On Google Blogsearch, this result (nofollowed) was one of the first to pop up. One look at it and you can clearly tell that it is a scrape of another post. However, kindly enough, the scraper left information about their source. I followed through on that and was taken to this entry (nofollowed), yet another scraped page.
It was only after following the results link there that I was taken to the original post on the IEBlog.
It is stunning, though not surprising, to think that scraping is so common that scrapers are picking up each other’s blogs. What makes this situation somewhat unique is that we were able to follow the trail since both scraper sites link to their original source. However, it shows the potential for a post to get scraped again and again as its copies get picked up by other spambots.
In short, every feed your work appears on can, and most likely will, be scraped, even if the appearance is unwanted. It may even be possible to piece together much longer chains of scraping, where you end up with a fifth or sixth generation scrape.

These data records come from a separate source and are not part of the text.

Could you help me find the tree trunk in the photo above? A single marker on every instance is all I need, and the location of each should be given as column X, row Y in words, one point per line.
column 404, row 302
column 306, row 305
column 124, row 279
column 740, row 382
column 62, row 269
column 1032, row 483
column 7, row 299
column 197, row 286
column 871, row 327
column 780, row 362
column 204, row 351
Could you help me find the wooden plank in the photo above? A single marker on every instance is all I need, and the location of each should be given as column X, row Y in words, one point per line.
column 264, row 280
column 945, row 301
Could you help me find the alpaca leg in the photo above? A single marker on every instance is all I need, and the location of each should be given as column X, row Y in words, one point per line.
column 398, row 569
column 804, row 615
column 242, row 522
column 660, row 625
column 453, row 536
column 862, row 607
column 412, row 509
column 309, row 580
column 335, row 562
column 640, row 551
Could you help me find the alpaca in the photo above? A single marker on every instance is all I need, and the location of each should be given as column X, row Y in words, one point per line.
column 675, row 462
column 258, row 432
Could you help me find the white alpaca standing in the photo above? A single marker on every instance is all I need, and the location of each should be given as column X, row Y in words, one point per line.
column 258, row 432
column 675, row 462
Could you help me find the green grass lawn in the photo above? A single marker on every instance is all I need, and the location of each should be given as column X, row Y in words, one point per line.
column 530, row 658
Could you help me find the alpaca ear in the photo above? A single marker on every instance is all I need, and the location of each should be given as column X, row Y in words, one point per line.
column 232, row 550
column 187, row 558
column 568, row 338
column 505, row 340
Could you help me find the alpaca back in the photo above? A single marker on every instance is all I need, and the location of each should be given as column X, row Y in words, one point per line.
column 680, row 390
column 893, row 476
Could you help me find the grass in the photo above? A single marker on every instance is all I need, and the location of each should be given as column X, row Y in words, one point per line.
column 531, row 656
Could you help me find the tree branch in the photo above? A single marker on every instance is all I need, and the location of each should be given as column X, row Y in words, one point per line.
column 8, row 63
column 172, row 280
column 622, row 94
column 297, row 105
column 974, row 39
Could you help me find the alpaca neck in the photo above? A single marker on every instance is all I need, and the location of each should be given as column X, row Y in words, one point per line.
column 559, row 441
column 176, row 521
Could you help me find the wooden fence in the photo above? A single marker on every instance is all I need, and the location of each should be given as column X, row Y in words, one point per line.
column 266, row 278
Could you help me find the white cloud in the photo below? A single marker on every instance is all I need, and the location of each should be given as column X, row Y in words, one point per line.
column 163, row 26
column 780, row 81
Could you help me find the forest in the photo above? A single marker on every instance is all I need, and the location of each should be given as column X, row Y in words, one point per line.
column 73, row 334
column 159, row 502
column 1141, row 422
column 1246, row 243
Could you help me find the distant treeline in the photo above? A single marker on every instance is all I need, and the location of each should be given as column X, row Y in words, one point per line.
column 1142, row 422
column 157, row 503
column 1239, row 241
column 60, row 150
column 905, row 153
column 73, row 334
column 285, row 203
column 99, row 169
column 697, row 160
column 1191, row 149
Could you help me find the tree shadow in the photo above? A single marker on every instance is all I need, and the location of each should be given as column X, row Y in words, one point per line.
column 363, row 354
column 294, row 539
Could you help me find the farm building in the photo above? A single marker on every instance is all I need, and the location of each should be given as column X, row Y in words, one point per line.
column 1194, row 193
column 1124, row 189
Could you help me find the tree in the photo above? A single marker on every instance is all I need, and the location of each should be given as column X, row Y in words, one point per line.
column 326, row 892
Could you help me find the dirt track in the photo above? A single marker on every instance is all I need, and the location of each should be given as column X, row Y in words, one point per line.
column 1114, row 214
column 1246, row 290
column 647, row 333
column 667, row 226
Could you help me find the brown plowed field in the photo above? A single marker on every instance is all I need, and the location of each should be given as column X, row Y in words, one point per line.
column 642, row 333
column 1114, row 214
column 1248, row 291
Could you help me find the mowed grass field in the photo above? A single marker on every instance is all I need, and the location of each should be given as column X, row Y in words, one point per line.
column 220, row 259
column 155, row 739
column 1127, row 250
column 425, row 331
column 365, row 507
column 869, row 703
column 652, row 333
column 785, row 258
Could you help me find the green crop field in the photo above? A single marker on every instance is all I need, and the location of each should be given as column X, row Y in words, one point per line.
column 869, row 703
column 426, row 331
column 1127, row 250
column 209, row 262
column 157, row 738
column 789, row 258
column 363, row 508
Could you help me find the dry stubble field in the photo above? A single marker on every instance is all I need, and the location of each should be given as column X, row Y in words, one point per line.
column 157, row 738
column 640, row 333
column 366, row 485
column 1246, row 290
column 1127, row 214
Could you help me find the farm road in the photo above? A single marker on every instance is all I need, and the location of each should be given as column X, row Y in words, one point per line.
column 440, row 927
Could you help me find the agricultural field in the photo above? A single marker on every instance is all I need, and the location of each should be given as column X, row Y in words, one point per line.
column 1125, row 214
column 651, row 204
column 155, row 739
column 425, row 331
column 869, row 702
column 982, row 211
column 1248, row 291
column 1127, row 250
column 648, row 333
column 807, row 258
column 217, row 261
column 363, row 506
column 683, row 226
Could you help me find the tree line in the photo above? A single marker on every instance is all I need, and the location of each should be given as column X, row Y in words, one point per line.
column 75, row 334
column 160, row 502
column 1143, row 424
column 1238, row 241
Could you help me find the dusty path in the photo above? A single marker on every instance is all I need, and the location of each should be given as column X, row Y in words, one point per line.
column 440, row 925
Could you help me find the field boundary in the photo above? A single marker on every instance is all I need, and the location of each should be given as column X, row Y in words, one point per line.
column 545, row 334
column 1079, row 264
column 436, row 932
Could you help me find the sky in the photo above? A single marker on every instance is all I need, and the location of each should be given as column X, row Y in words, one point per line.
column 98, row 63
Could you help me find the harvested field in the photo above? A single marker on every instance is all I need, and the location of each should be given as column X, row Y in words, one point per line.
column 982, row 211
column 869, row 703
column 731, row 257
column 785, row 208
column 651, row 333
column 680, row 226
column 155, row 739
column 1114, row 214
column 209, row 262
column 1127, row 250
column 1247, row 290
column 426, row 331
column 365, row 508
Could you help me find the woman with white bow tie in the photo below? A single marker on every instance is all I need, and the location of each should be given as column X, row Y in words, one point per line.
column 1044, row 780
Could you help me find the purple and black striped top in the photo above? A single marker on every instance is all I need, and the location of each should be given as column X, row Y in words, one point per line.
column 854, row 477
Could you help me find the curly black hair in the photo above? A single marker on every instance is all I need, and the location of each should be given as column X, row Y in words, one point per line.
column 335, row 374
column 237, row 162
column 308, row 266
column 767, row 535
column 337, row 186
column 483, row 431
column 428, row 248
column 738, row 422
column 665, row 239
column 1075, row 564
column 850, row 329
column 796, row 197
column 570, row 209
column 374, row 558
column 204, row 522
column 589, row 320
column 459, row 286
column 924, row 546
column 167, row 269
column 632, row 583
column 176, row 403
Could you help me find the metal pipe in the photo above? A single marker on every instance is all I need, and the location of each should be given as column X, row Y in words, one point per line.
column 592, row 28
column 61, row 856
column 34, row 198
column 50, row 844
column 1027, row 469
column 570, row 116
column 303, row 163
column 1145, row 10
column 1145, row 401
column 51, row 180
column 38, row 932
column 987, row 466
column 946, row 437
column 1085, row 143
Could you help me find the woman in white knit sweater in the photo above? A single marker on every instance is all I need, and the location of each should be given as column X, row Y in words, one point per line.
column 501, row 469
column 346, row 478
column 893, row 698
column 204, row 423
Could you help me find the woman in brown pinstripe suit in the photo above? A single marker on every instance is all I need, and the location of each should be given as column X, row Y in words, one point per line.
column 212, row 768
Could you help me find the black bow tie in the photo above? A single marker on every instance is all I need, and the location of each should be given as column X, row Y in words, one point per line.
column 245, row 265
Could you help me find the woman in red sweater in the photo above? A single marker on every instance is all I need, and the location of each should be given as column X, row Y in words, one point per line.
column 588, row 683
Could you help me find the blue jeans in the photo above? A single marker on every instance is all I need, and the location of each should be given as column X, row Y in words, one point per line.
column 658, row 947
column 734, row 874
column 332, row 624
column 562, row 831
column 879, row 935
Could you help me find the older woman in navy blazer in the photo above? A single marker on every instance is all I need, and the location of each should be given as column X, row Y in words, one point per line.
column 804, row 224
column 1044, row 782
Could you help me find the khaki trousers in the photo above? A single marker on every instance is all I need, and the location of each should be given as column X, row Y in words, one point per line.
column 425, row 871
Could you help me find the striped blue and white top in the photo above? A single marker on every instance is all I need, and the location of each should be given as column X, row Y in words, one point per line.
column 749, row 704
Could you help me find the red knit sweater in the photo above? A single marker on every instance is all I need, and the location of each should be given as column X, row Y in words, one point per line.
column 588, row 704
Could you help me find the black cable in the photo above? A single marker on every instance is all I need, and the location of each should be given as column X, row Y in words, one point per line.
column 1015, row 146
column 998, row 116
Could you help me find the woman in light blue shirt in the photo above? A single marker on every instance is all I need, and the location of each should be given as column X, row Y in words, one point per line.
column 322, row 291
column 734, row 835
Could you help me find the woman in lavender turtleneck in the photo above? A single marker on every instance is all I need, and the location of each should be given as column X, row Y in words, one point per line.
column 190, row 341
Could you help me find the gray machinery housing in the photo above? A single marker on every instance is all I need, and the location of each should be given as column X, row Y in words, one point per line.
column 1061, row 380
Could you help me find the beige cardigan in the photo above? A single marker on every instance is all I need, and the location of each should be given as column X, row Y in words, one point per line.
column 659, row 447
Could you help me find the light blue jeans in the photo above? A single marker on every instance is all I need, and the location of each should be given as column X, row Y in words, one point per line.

In this case, the first feed was most likely a scrape of a search engine feed such as Google Blogsearch or Technorati. The second one is a news site that, it appears, is reposting and redistributing the entire content of feeds in certain places, though stripping formatting in the process.
This gives us yet another reason to get a handle on our RSS feeds and make sure that they don’t fall in the wrong hands to begin with. Though these sites attributed their use, most are not so generous and even attributed scraping can cause problems.
All in all, it is best to be mindful of this problem and respond accordingly.